I want to scrape the salary of the job but there are many elements that don't relate to salary have the same tag name and class names how can I scrape it with beautifulsoup4 or I must find another web scraping libraries like selenium. And I think that the xpath will be the same also. How can I scrape the salary only without the another elements about the skills and description

html = '''
<div class="the-same-div">
    <span class="header-span">Salary</span>
    <span class="key-span">
        <span class="css-8888">1000 Dollar</span>
    </span>
</div>
<div class="the-same-div">
    <span class="header-span">Skills</span>
    <span class="key-span">
        <span class="css-8888">Web scraping</span>
    </span>
</div>
<div class="the-same-div">
    <span class="header-span">Description</span>
    <span class="key-span">
        <span class="css-8888">This is a web scraping Job with good salary</span>
    </span>
</div>'''

Now this is the python code to scrape the salary element

from bs4 import BeautifulSoup

soup = BeautifulSoup(html, "lxml")

salary = soup.find_all("span", {"class": "css-8888"})

Now how can I scrape the salary of this job. Thank you.

3

3 Answers

0
votes

I am not sure that sellenium is good choise for such task, selenium main purpose is a little bit different. To get all salaries i would do in following way:

from bs4 import BeautifulSoup as bs

html_file = open("test.html", "r")

soup = bs(html_file.read())

same_div_list = soup.find_all("div", {"class": "the-same-div"})
jobs_salary_list = []

for div in same_div_list:
    if div.find("span", {"class": "header-span"}).text == "Salary":
        jobs_salary_list.append(div.find("span", {"class": "css-8888"}).text)
print(jobs_salary_list)

So basically bs4 is giving you ability to search locally (inside other objects), so first of all you get all "the-same-div" divs, iterate over them and look in "header-span" values, if it is equal to "Salary" then you take value of "css-8888" span.

0
votes

Since Selenium is tagged , this is what I would do in Selenium :

//span[text() = 'Salary']/following-sibling::span/span

and get the text out of it using the .text method

something like this :

print(driver.find_element_by_xpath("//span[text() = 'Salary']/following-sibling::span/span").text)

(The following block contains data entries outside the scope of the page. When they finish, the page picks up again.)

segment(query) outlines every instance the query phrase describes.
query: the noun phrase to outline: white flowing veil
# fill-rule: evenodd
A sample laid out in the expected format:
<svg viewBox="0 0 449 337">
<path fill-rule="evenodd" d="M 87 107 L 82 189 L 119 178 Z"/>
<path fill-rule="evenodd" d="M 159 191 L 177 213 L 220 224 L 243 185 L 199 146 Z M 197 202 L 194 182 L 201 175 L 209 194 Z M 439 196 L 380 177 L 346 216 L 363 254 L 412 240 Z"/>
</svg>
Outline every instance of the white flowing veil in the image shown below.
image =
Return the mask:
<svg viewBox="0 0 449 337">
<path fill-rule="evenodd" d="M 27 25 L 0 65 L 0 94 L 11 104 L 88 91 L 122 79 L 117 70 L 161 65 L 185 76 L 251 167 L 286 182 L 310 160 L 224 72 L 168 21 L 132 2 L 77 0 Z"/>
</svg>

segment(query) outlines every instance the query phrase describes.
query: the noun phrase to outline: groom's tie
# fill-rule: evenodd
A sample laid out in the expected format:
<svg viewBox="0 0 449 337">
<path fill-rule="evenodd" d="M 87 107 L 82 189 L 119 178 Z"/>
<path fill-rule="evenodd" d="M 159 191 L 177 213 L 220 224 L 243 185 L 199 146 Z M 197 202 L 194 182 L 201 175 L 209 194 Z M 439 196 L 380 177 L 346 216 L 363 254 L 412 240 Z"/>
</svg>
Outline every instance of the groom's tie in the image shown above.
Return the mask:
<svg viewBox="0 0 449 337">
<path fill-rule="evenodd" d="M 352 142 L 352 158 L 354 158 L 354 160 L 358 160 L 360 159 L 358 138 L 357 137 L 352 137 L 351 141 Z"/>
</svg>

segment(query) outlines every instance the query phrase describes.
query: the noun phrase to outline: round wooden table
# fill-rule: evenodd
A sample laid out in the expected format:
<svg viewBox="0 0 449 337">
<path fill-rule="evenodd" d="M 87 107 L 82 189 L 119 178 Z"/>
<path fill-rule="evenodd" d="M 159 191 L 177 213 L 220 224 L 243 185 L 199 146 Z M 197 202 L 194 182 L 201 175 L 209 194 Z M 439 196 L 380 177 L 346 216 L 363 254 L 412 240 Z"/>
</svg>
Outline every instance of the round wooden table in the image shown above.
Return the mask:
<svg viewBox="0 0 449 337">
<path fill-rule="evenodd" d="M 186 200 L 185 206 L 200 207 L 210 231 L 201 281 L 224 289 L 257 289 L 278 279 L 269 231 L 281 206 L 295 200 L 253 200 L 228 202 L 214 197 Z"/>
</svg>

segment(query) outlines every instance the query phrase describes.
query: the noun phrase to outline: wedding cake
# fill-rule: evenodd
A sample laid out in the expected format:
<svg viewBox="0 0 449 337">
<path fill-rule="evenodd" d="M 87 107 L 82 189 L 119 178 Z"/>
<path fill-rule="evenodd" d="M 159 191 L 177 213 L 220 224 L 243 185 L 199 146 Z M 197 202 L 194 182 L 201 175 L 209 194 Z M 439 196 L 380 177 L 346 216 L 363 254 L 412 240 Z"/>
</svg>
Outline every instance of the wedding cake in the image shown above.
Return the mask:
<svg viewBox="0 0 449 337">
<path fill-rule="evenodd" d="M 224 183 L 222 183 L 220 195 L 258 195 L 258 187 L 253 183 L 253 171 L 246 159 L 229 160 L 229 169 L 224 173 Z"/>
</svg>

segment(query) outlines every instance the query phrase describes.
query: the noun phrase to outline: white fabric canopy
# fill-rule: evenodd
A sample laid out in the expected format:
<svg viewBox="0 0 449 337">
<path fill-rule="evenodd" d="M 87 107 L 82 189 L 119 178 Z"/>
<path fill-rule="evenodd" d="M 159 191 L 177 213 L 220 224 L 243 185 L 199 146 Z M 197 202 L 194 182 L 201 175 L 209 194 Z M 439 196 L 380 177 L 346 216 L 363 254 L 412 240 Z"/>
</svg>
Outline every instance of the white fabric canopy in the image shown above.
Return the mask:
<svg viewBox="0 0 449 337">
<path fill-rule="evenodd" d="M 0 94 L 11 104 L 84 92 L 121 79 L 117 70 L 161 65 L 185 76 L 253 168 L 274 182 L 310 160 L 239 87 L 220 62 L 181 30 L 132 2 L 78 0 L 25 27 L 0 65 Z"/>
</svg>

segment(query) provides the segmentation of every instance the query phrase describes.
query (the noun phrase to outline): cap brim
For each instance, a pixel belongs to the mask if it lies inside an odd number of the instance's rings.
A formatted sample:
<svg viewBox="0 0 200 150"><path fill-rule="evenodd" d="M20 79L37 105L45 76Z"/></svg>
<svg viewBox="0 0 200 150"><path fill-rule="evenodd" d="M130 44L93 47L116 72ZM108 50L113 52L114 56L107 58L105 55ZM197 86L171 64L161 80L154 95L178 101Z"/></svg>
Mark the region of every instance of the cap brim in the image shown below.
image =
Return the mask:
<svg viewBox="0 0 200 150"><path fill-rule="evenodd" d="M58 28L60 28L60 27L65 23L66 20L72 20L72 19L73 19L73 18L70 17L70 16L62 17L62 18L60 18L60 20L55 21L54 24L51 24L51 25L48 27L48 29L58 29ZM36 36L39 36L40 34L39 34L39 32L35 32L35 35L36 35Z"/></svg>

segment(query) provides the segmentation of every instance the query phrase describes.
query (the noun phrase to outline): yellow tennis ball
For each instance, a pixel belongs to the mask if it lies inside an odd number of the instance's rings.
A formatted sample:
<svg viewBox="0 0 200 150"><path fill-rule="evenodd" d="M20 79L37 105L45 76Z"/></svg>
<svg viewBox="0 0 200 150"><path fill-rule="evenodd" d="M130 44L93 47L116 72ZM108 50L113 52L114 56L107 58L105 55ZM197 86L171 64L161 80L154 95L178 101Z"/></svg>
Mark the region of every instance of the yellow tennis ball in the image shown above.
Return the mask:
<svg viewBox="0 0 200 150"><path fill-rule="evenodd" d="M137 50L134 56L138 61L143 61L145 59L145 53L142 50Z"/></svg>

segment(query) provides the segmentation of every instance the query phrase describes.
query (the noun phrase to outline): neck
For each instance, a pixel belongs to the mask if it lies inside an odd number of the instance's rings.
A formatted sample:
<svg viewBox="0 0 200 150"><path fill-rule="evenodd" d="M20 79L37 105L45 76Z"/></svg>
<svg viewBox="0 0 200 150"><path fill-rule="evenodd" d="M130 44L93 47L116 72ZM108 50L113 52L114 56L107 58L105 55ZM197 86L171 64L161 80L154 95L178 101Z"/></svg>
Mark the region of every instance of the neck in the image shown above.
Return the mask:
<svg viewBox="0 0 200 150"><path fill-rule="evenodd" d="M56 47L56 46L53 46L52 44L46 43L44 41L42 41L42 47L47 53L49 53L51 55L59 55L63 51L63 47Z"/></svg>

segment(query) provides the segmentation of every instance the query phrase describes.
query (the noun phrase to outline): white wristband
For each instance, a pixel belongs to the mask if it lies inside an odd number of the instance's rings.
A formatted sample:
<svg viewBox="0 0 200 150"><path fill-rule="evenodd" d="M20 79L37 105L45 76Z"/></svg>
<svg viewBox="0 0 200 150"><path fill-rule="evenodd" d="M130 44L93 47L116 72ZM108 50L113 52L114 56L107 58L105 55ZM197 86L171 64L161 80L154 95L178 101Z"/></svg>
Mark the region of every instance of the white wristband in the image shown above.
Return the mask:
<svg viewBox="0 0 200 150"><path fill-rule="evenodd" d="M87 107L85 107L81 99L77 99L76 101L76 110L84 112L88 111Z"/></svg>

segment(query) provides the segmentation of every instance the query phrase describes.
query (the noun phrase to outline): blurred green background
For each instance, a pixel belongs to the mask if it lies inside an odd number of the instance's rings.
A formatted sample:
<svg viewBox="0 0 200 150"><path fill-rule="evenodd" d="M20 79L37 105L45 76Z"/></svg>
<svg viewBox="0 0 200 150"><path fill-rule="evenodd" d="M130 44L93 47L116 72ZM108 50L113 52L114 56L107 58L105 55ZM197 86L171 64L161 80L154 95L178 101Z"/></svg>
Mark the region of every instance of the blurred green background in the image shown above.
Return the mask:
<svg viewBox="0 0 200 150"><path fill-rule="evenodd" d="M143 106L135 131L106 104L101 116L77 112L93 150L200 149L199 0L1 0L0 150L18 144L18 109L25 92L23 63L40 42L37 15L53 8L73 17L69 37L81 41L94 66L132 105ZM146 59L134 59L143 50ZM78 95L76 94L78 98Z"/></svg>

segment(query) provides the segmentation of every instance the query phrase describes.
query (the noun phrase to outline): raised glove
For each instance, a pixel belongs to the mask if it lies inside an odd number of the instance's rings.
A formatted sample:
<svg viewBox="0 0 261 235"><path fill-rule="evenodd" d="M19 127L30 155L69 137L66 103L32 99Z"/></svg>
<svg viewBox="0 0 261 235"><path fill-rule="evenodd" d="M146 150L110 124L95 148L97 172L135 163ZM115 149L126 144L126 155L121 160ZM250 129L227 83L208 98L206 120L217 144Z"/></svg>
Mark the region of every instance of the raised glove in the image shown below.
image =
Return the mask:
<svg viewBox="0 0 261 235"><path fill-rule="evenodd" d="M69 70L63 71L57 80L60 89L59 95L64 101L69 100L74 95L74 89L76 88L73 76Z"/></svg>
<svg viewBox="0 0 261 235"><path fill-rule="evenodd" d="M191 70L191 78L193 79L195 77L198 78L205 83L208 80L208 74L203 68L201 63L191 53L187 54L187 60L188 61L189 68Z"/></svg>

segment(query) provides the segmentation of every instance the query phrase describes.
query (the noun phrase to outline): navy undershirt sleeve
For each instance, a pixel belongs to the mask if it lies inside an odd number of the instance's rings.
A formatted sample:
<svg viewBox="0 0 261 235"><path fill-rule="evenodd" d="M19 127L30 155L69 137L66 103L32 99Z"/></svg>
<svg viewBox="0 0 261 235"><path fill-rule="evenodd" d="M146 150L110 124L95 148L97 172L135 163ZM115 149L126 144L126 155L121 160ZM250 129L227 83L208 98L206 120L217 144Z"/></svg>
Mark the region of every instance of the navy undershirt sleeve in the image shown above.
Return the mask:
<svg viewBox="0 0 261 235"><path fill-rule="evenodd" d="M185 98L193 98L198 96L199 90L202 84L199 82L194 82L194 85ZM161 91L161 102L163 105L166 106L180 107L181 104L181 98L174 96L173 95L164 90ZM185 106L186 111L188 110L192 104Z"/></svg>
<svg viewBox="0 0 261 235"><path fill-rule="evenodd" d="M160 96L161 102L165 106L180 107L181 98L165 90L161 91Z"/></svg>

if there's more than one salary use find_elements

0
votes

You can grab the tag that has the "Salary" text and then .find_next() to get the sequential <span> tag with the salary:

html = '''
<div class="the-same-div">
    <span class="header-span">Salary</span>
    <span class="key-span">
        <span class="css-8888">1000 Dollar</span>
    </span>
</div>
<div class="the-same-div">
    <span class="header-span">Skills</span>
    <span class="key-span">
        <span class="css-8888">Web scraping</span>
    </span>
</div>
<div class="the-same-div">
    <span class="header-span">Description</span>
    <span class="key-span">
        <span class="css-8888">This is a web scraping Job with good salary</span>
    </span>
</div>'''



from bs4 import BeautifulSoup

soup = BeautifulSoup(html, "lxml")

span = soup.find_all("span", {"class": "header-span"}, text='Salary')
for each in span:
    salary = each.find_next('span',{'class':'css-8888'})
    print(salary.text)

Output:

1000 Dollar